MacLean’s success with motivational interviewing has caught the attention of numerous local organizations. Over the last three years, Independent Health, the Alzheimer’s Association of Western New York, and the Niagara Falls Memorial Medical Center, among others, have asked him to train physicians, caregivers, and parents on the motivational interviewing technique.
The same philosophy works on adults, he said. For instance, instead of giving a patient with a Type 2 diabetes diagnosis a lecture and a litany of lifestyle changes to make, the physician would ask questions such as “What areas of your life do you wish were different?”
“It helps people become self-motivated to make those lifestyle choices,” MacLean said. “External motivators tend not to be as effective.”
In fact, only 10 percent of patients follow through with lifestyle changes using traditional methods compared with 57 percent with motivational interviewing. And MacLean noted the success rate will increase if the person is willing to stick with changes after an initial setback.

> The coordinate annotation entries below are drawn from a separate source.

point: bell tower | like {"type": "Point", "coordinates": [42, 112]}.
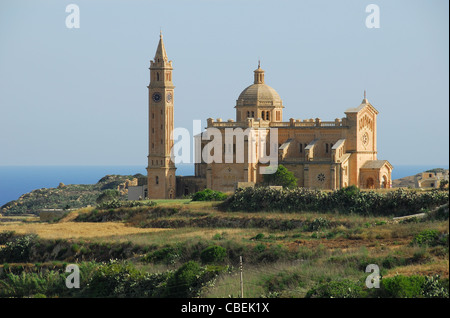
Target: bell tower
{"type": "Point", "coordinates": [161, 167]}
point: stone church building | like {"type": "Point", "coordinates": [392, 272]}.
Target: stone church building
{"type": "Point", "coordinates": [321, 154]}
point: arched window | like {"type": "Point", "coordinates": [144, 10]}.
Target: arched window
{"type": "Point", "coordinates": [370, 184]}
{"type": "Point", "coordinates": [384, 182]}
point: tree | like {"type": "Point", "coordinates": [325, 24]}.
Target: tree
{"type": "Point", "coordinates": [282, 177]}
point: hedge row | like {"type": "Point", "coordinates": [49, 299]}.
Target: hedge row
{"type": "Point", "coordinates": [347, 200]}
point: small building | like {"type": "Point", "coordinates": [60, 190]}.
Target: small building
{"type": "Point", "coordinates": [430, 179]}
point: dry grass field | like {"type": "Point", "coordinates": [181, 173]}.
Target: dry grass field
{"type": "Point", "coordinates": [68, 230]}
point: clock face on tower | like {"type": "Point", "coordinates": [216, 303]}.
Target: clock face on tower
{"type": "Point", "coordinates": [156, 97]}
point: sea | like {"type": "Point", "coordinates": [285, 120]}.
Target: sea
{"type": "Point", "coordinates": [18, 180]}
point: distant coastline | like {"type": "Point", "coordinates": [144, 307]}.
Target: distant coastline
{"type": "Point", "coordinates": [18, 180]}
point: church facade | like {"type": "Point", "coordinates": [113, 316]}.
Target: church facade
{"type": "Point", "coordinates": [321, 154]}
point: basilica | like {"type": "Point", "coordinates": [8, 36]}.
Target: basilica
{"type": "Point", "coordinates": [321, 154]}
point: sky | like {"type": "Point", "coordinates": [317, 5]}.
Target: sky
{"type": "Point", "coordinates": [78, 96]}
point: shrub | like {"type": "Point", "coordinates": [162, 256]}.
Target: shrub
{"type": "Point", "coordinates": [122, 279]}
{"type": "Point", "coordinates": [209, 195]}
{"type": "Point", "coordinates": [107, 195]}
{"type": "Point", "coordinates": [17, 250]}
{"type": "Point", "coordinates": [213, 254]}
{"type": "Point", "coordinates": [434, 288]}
{"type": "Point", "coordinates": [185, 281]}
{"type": "Point", "coordinates": [348, 200]}
{"type": "Point", "coordinates": [401, 286]}
{"type": "Point", "coordinates": [281, 177]}
{"type": "Point", "coordinates": [427, 237]}
{"type": "Point", "coordinates": [337, 289]}
{"type": "Point", "coordinates": [167, 255]}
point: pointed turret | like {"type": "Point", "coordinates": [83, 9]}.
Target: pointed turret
{"type": "Point", "coordinates": [259, 74]}
{"type": "Point", "coordinates": [365, 101]}
{"type": "Point", "coordinates": [161, 55]}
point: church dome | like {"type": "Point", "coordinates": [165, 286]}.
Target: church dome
{"type": "Point", "coordinates": [259, 94]}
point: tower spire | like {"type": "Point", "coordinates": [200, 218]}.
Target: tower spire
{"type": "Point", "coordinates": [259, 74]}
{"type": "Point", "coordinates": [161, 50]}
{"type": "Point", "coordinates": [365, 101]}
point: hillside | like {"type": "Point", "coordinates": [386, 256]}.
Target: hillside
{"type": "Point", "coordinates": [67, 196]}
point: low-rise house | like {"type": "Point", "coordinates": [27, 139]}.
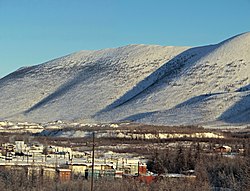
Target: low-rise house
{"type": "Point", "coordinates": [223, 149]}
{"type": "Point", "coordinates": [64, 174]}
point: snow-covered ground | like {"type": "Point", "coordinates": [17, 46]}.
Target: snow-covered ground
{"type": "Point", "coordinates": [143, 83]}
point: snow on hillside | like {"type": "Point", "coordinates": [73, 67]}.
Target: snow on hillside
{"type": "Point", "coordinates": [143, 83]}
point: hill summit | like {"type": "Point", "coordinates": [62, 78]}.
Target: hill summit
{"type": "Point", "coordinates": [141, 83]}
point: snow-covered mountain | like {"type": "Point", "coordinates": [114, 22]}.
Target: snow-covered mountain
{"type": "Point", "coordinates": [142, 83]}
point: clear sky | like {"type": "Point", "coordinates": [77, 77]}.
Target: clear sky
{"type": "Point", "coordinates": [35, 31]}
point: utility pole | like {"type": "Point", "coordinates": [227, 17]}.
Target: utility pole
{"type": "Point", "coordinates": [93, 163]}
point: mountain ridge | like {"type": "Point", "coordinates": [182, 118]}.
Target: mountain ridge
{"type": "Point", "coordinates": [144, 83]}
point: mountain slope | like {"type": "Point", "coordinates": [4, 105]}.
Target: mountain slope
{"type": "Point", "coordinates": [144, 83]}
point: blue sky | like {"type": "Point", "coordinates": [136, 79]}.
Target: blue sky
{"type": "Point", "coordinates": [35, 31]}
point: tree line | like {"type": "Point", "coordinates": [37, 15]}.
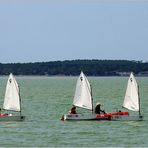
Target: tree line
{"type": "Point", "coordinates": [73, 67]}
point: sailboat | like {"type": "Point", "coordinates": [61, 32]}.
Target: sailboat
{"type": "Point", "coordinates": [82, 99]}
{"type": "Point", "coordinates": [12, 101]}
{"type": "Point", "coordinates": [131, 102]}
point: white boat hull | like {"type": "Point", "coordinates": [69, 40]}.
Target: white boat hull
{"type": "Point", "coordinates": [12, 118]}
{"type": "Point", "coordinates": [101, 117]}
{"type": "Point", "coordinates": [127, 118]}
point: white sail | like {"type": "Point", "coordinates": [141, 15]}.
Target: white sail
{"type": "Point", "coordinates": [12, 98]}
{"type": "Point", "coordinates": [83, 96]}
{"type": "Point", "coordinates": [131, 100]}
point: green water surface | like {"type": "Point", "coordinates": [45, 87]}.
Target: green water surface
{"type": "Point", "coordinates": [45, 99]}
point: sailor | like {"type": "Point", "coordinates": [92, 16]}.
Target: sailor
{"type": "Point", "coordinates": [98, 108]}
{"type": "Point", "coordinates": [73, 110]}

Although MacLean originally did not intend to become a trainer, he has trained more than 300 healthcare providers and others. He now averages eight trainings a year.
“I had no idea how quickly this would catch on,” he said. “There is just a demand for this.”
About Mick MacLean
With a doctorate in clinical psychology from Arizona State University, MacLean joined the Buffalo State Psychology Department in 1997. He also has served as visiting professor of psychology and psychiatry at the University at Buffalo; associate research scientist at the Research Institute on Addictions; and NIMH postdoctoral research fellow at the Addictive Behavior Research Center, University of Washington. His research areas include personality, drinking motives and drinking-related problems in youth; why adolescents and young adults engage in self-destructive behaviors and how to prevent negative outcomes; and attention deficit hyperactivity disorder (ADHD) in adolescents and young adults. In 2014, he won the President’s Award for Excellence as an Undergraduate Research Mentor.